The police are to be the latest organisation to undergo performance league tables. From January, up to 400 police divisions in England and Wales will have tables published every six months for the number of car crimes, domestic burglaries and violent offences. The number of crimes solved, known as the "clear-up rate" is expected to be added at a later date along with other types of offences.

The Home Office intends that only police divisions with a similar make- up should be compared with each other. They are expected to be grouped according to whether they are based in inner-city, suburban, metropolitan or rural divisions.

Jack Straw, said yesterday that the new Basic Command Unit (BCU) league tables would help drive up performances. But the Superintendents' Assocation claimed it would be at the cost of other more community-based work, such as reducing the fear of crime, that cannot be easily measured.

Mr Straw told the conference: "[The tables] will give people the information they want to know - about what crime levels are like in Norwich, Newcastle and Nuneaton, as well as across Norfolk, Northumbria and Warwickshire." He added: "This is happening in education, the health service and indeed across local and national government - and the police service and local crime reduction partnerships can be no different.

"Figures for the first six months of 1999-2000 will be published next January. This clearly focuses attention on police performance at the level of divisional commanders."

But he insisted: "I am keen ... to make sure that national measures do not hijack the agenda of local priorities or vice versa; that we avoid making misleading comparisons between BCUs of different geographical and demographic areas; that we do not allow a `blame culture' to re-emerge."

The Home Office already publishes data comparing police response times to 999 calls. But because each force calculates its performance in different ways it makes the tables misleading. The new measures will stick to easily recorded crimes, such as breaking into vehicles, house break-ins and violence against the person.

Mr Straw's reassurances, however, did not provide comfort to police officers who believe the league table culture will not result in better law enforcement, but will merely lead to forces neglecting other areas of their work to concentrate on the crimes that are measured.

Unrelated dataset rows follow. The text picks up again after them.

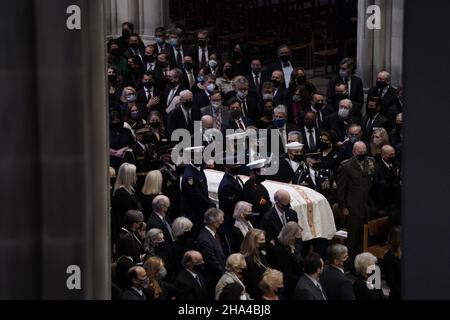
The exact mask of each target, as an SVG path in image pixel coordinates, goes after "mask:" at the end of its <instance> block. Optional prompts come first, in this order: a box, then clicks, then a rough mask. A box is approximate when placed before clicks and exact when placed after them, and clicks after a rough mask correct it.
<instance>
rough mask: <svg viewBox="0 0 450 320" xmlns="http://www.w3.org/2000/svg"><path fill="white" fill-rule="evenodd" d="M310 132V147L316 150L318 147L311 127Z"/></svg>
mask: <svg viewBox="0 0 450 320" xmlns="http://www.w3.org/2000/svg"><path fill="white" fill-rule="evenodd" d="M308 132H309V149H310V150H315V149H316V141H315V140H314V134H313V131H312V130H311V129H310V130H308Z"/></svg>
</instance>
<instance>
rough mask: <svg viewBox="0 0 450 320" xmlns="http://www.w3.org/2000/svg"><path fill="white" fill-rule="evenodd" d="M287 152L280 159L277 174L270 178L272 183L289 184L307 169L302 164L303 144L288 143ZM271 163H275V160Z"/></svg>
mask: <svg viewBox="0 0 450 320" xmlns="http://www.w3.org/2000/svg"><path fill="white" fill-rule="evenodd" d="M293 132H295V131H293ZM287 151H288V152H287V154H284V155H282V156H281V157H280V160H279V167H278V172H277V174H275V175H274V176H272V177H271V179H272V180H274V181H278V182H283V183H291V182H293V181H296V180H297V179H296V177H298V176H301V175H302V172H303V171H305V170H306V169H307V168H306V164H305V163H304V162H303V144H301V143H299V142H292V143H288V144H287ZM273 161H277V159H274V160H273ZM294 183H295V182H294Z"/></svg>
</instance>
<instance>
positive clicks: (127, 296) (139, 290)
mask: <svg viewBox="0 0 450 320" xmlns="http://www.w3.org/2000/svg"><path fill="white" fill-rule="evenodd" d="M128 279H129V284H130V287H129V288H128V289H126V290H125V291H124V293H123V295H122V299H123V300H147V297H146V296H145V294H144V290H145V289H147V288H148V284H149V279H148V277H147V273H146V271H145V269H144V268H142V267H132V268H131V269H130V270H129V271H128Z"/></svg>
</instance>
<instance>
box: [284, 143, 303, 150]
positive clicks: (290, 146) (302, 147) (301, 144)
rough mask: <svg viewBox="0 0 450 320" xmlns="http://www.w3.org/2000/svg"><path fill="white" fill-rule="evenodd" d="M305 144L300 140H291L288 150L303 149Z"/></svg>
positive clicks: (289, 144) (288, 144)
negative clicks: (292, 141)
mask: <svg viewBox="0 0 450 320" xmlns="http://www.w3.org/2000/svg"><path fill="white" fill-rule="evenodd" d="M303 146H304V145H303V144H301V143H299V142H291V143H288V144H287V145H286V148H287V149H288V150H303Z"/></svg>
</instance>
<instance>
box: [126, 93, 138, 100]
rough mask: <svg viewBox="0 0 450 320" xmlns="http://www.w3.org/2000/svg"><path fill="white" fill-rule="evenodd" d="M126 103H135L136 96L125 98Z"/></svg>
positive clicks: (133, 95)
mask: <svg viewBox="0 0 450 320" xmlns="http://www.w3.org/2000/svg"><path fill="white" fill-rule="evenodd" d="M127 101H128V102H135V101H136V95H135V94H132V95H129V96H127Z"/></svg>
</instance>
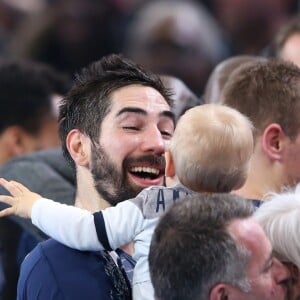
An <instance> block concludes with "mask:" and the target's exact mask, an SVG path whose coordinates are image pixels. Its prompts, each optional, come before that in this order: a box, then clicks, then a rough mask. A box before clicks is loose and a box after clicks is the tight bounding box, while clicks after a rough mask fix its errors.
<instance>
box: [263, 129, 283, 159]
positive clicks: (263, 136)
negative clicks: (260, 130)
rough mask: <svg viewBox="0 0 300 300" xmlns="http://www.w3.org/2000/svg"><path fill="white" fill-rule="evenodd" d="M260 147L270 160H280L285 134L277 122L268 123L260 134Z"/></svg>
mask: <svg viewBox="0 0 300 300" xmlns="http://www.w3.org/2000/svg"><path fill="white" fill-rule="evenodd" d="M261 138H262V148H263V151H264V152H265V154H267V156H268V157H269V158H270V159H271V160H281V159H282V153H283V147H284V140H285V138H286V135H285V133H284V131H283V129H282V128H281V126H280V125H279V124H276V123H272V124H269V125H268V126H267V127H266V128H265V130H264V132H263V134H262V137H261Z"/></svg>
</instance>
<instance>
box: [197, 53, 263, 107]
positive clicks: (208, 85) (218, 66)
mask: <svg viewBox="0 0 300 300" xmlns="http://www.w3.org/2000/svg"><path fill="white" fill-rule="evenodd" d="M255 61H257V62H259V61H266V58H263V57H260V56H254V55H236V56H231V57H229V58H227V59H225V60H223V61H221V62H220V63H218V64H217V65H216V67H215V68H214V69H213V71H212V72H211V74H210V76H209V78H208V80H207V83H206V86H205V90H204V94H203V100H204V102H205V103H217V102H219V101H220V95H221V92H222V90H223V87H224V85H225V84H226V82H227V80H228V79H229V77H230V75H231V74H232V73H233V71H234V70H235V69H237V68H238V67H240V66H241V65H244V64H246V63H249V62H255Z"/></svg>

Superintendent Peter Williams, the national secretary of the Superintendents' Associaion, said: "Jack Straw said it's going to raise the morale of the police. But you are going to compare a BCU at Rochdale with one in Totnes, Devon - one different northern town with one in the south. The problems are different in different parts of the country. It's too symplistic. It's using yardsticks that are out of date. It only looks at issues that can be measured."

He said that important issues such as public disorder, nuisance neighbours, fear of crime and cycling on footpaths will be given a lower priority.